- Directed by: Thanasis Papathanasiou Michalis Reppas
- Written by: Thanasis Papathanasiou Michalis Reppas
- Produced by: Helena Hatzialexandrou
- Cinematography: Kostas Gkikas
- Edited by: Ioanna Speliopoulos
- Music by: Afrodite Manou
- Distributed by: Warner Roadshow Distributrors
- Release date: 26 October 2001 (Greece);
- Running time: 101 minutes
- Country: Greece
- Language: Greek
- Budget: €1,32 million

= Crying... Silicon Tears =

2001 film by Michalis Reppas

Crying Silicon Tears (Orig. Το κλάμα βγήκε απ' τον παράδεισο / To kláma vgíke ap' ton parádiso) is a 2001 Greek language film directed by Thanasis Papathanasiou and Michalis Reppas.

== Plot ==
The movie is divided into three timelines, the 1960s, the World War II period, and the bucolic period (in order from newest to oldest). In the 1960s, the rich Della Franca family start a fight with the poor Bisbikis family over a man who romances women from both families. The Della Francas manage to put the Bisbikis's mother, Lavrentia, out of business, which triggers the World War II flashback, in which Lavrentia worked with the Greek Resistance.

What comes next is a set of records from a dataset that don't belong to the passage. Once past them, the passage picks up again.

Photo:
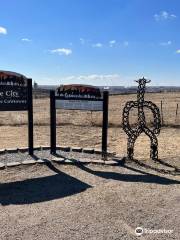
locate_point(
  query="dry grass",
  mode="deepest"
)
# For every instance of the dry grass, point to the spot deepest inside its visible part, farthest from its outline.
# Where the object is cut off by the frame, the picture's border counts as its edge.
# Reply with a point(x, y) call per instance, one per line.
point(77, 128)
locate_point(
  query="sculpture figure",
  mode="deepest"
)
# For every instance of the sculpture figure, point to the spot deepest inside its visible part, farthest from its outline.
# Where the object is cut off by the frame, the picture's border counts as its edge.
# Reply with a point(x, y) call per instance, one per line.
point(141, 127)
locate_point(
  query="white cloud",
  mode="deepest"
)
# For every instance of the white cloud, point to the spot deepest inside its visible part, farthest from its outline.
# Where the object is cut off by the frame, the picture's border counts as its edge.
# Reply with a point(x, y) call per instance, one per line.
point(95, 79)
point(26, 40)
point(3, 30)
point(166, 43)
point(163, 15)
point(62, 51)
point(112, 42)
point(126, 43)
point(97, 45)
point(82, 41)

In that period, another event triggers the bucolic period in the form of Lavrentia talking about her ancestors, a man and a woman who lived in a small village in the countryside. No clear main plot exists in any period, as the film mainly revolves around Lavrentia's history and the tragic events that stained her life. At the end of the film, the Bisbikises are revealed to be blood-related to the Della Francas, and they all live happily ever after.

Although the film features mostly tragic events, they are presented in a way that pays tribute to but also satirizes old Greek dramas, war movies, and bucolic-style films.